Sadly enough for you, as the potential seller, the potential buyer could hardly care less about you.

They just want benefits to them... That's a subject for another post.

So...

Why would somebody buy soap, anybody's soap? If you want to start a soap business, or grow one, this might be something worth some meditation.

If you make what people want, and get in front of the people that want it, then marvelous things can happen... like trades of soap for cash...

*Care to add your thoughts on why folks buy handmade soap?*


----------



## biarine (Jan 22, 2015)

If I am a buyer why I will buy a soap, first for the hygiene purposes and second I want a natural product that's good for me and my family. That hasn't any bad chemical like SLS that can be harmful for people who allergic to detergent and parabin. I apologies with my grammars


----------



## Dorymae (Jan 23, 2015)

If I go on sales, I would say the reason is the different fragrances that are available in homemade soap. Also some buy because of the novelty of the soap (I'm thinking of the bakery soaps, cupcakes and cakes). Some like the artistic swirls and colors. Still there are others who have used handmade soaps and they will usually buy for the ingredients, ie goats milk, or OMH. 

Honestly if I could please everyone with one soap life would be easier, but soaping would be boring indeed.


----------



## navigator9 (Jan 23, 2015)

People often buy my soap because they like the way it smells, but people *continue* to buy my soap because of the way it makes their skin feel. I think people may be drawn in initially by looks or fragrance, but if you want to build a business, and want repeat customers, you'd better be offering them a really good product. I had a co-worker stop by my desk yesterday and say, "Do you have any soap? I need soap! I have one bar left and I've been moving it back and forth between the shower and the sink, please tell me you have some because I'm going to shrivel if I don't have it!" Now perversely, that brings a smile to my face. :grin:


----------



## shunt2011 (Jan 23, 2015)

I'm with navigator on this one.  I keep a stock of soaps in my office as I have a lot of people hooked and come looking because they love how their skin feels and the fragrances.   I work in a hospital so get lots of business (I've been here 36 years).


----------



## pamielynn (Jan 23, 2015)

WIIFM - What's In It For Me. That's what you need to fulfill for your customer. Nice and simple.


----------



## HorseCreek (Jan 23, 2015)

Initial purchases I believe also,  are from having pretty soap,  soap that smells good,  and those looking for a "natural" ( I use natural loosely here) alternative to store bought chemical laden soap. I also believe they get hooked for what it does for their skin. I have a bar that I treated or on my SIL first. It's a face bar,  full of essential oils that area great for the skin.  It kind of stinks really,  lol. But I can't keep it in stock because it's doing amazing things for everyone who tries it. 
I also think they buy it because it's an affordable treat!


----------



## snappyllama (Jan 23, 2015)

As I buyer in the past, I liked things that (1) smelled good, (2) looked nice and (3) felt nice. This was true if I was buying at a regular store or from a market. 

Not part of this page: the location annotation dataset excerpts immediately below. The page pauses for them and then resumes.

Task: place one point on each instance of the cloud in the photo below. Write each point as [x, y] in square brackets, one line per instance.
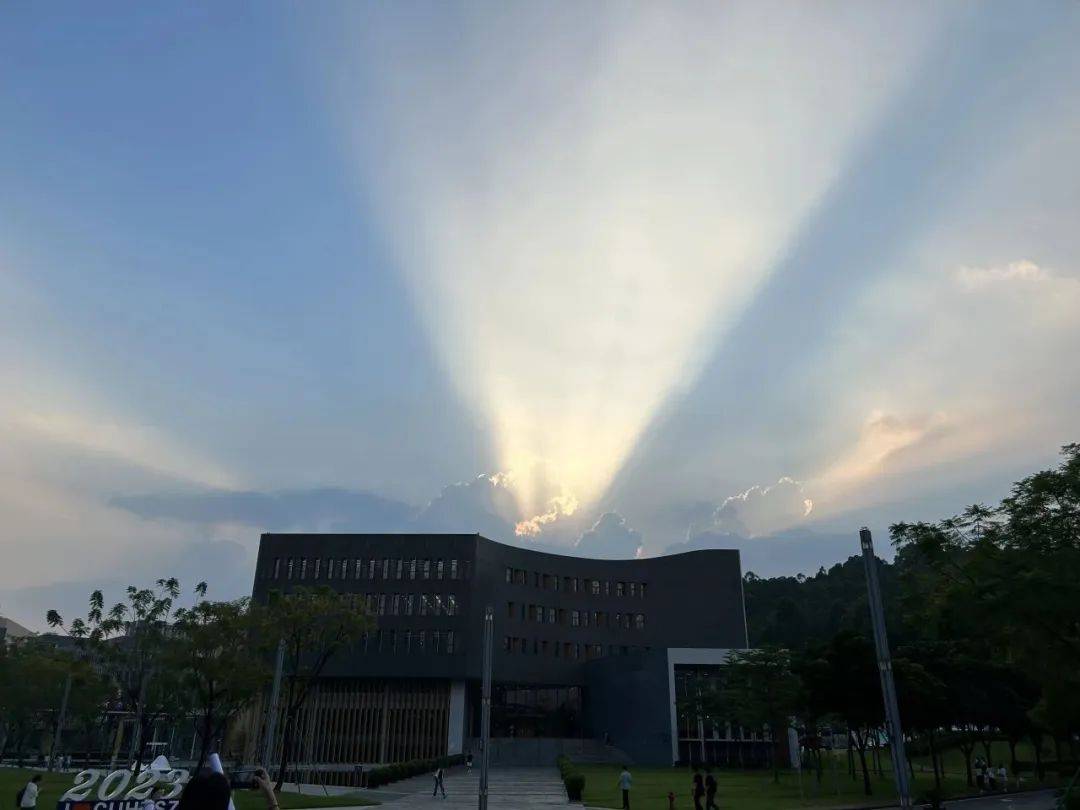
[763, 509]
[609, 538]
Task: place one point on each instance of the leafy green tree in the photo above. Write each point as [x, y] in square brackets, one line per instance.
[314, 624]
[761, 690]
[132, 644]
[219, 653]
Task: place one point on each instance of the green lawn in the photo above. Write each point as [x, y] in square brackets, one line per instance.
[55, 784]
[750, 790]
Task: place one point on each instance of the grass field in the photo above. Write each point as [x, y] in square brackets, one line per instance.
[54, 785]
[740, 790]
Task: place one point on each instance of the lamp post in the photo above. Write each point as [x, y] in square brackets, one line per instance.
[885, 670]
[485, 719]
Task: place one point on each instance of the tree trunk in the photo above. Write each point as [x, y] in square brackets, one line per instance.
[861, 744]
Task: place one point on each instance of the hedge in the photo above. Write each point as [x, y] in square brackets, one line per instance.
[387, 773]
[572, 779]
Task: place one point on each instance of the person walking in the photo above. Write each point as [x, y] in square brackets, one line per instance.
[710, 791]
[624, 784]
[28, 796]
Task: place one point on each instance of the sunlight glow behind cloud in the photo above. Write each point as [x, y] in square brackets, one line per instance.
[581, 215]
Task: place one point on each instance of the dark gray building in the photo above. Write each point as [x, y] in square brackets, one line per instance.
[570, 638]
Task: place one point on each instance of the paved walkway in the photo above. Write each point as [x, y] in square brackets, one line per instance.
[508, 788]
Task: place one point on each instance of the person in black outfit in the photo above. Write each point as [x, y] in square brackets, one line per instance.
[710, 791]
[699, 790]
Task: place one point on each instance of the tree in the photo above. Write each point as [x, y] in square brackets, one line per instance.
[219, 653]
[761, 690]
[314, 625]
[131, 644]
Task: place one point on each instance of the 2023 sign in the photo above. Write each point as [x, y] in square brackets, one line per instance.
[116, 791]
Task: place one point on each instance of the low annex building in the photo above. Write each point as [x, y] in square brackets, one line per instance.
[585, 650]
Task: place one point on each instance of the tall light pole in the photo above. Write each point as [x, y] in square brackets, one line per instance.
[485, 715]
[271, 725]
[885, 670]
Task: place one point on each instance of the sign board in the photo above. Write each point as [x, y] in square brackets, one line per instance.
[97, 790]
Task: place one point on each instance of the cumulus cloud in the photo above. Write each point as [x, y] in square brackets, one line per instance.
[764, 509]
[610, 537]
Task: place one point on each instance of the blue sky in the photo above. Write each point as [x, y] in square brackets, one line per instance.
[610, 278]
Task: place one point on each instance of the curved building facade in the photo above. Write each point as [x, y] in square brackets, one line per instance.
[571, 637]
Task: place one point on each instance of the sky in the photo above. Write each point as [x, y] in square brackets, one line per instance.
[613, 279]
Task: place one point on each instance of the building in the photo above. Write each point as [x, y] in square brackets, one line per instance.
[584, 649]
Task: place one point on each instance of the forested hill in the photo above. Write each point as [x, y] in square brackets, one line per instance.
[797, 611]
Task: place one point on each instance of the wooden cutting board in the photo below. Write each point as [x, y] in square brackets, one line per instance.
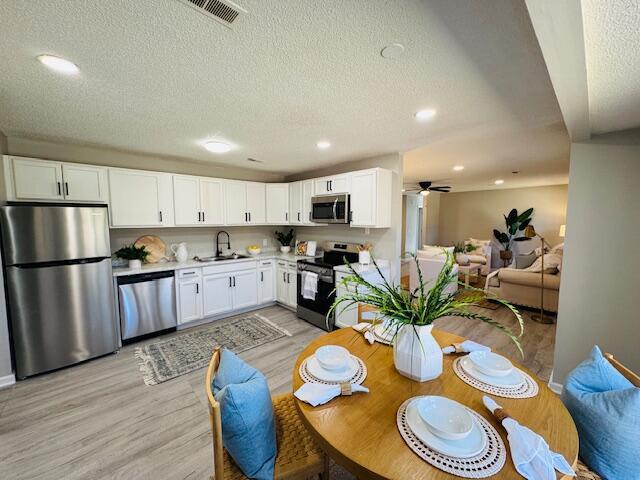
[154, 245]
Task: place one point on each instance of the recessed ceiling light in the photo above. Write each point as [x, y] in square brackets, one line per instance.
[59, 64]
[427, 114]
[217, 147]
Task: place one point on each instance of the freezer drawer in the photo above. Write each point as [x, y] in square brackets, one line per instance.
[147, 303]
[61, 314]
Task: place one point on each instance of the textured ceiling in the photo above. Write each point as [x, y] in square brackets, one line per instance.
[158, 77]
[612, 47]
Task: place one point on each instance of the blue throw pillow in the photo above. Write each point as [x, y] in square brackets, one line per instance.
[248, 426]
[605, 407]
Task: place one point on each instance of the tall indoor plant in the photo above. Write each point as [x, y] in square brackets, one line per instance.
[515, 223]
[409, 315]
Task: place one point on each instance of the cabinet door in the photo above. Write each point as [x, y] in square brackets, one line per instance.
[292, 287]
[321, 186]
[266, 283]
[277, 203]
[186, 200]
[235, 194]
[245, 289]
[212, 201]
[295, 203]
[84, 183]
[189, 300]
[282, 287]
[339, 184]
[307, 195]
[217, 294]
[256, 199]
[37, 179]
[363, 198]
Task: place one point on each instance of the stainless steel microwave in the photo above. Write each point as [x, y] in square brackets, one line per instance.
[330, 208]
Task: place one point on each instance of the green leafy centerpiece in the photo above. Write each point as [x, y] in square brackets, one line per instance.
[408, 316]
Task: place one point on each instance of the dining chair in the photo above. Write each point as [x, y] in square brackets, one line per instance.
[298, 457]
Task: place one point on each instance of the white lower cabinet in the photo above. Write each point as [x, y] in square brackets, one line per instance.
[189, 295]
[266, 281]
[287, 284]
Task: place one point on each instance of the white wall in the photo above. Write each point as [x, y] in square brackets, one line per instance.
[476, 214]
[387, 241]
[601, 266]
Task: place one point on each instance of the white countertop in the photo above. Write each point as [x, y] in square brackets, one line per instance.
[168, 266]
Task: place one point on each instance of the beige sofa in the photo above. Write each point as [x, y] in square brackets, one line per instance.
[523, 288]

Sometimes I needed a gift for someone that I didn't know well and figured that everyone likes lotions and potions. Soaps sets make great hostess gifts or something to take to folks in the hospital/nursing home or for people I could not think of what they could possibly want. I was hospitalized for a while with the birth of my daughter and sixteen years later still remember how happy I was that my Mom's friend brought me a BBW raspberry gift set. It made me feel like a normal human every time I used it. 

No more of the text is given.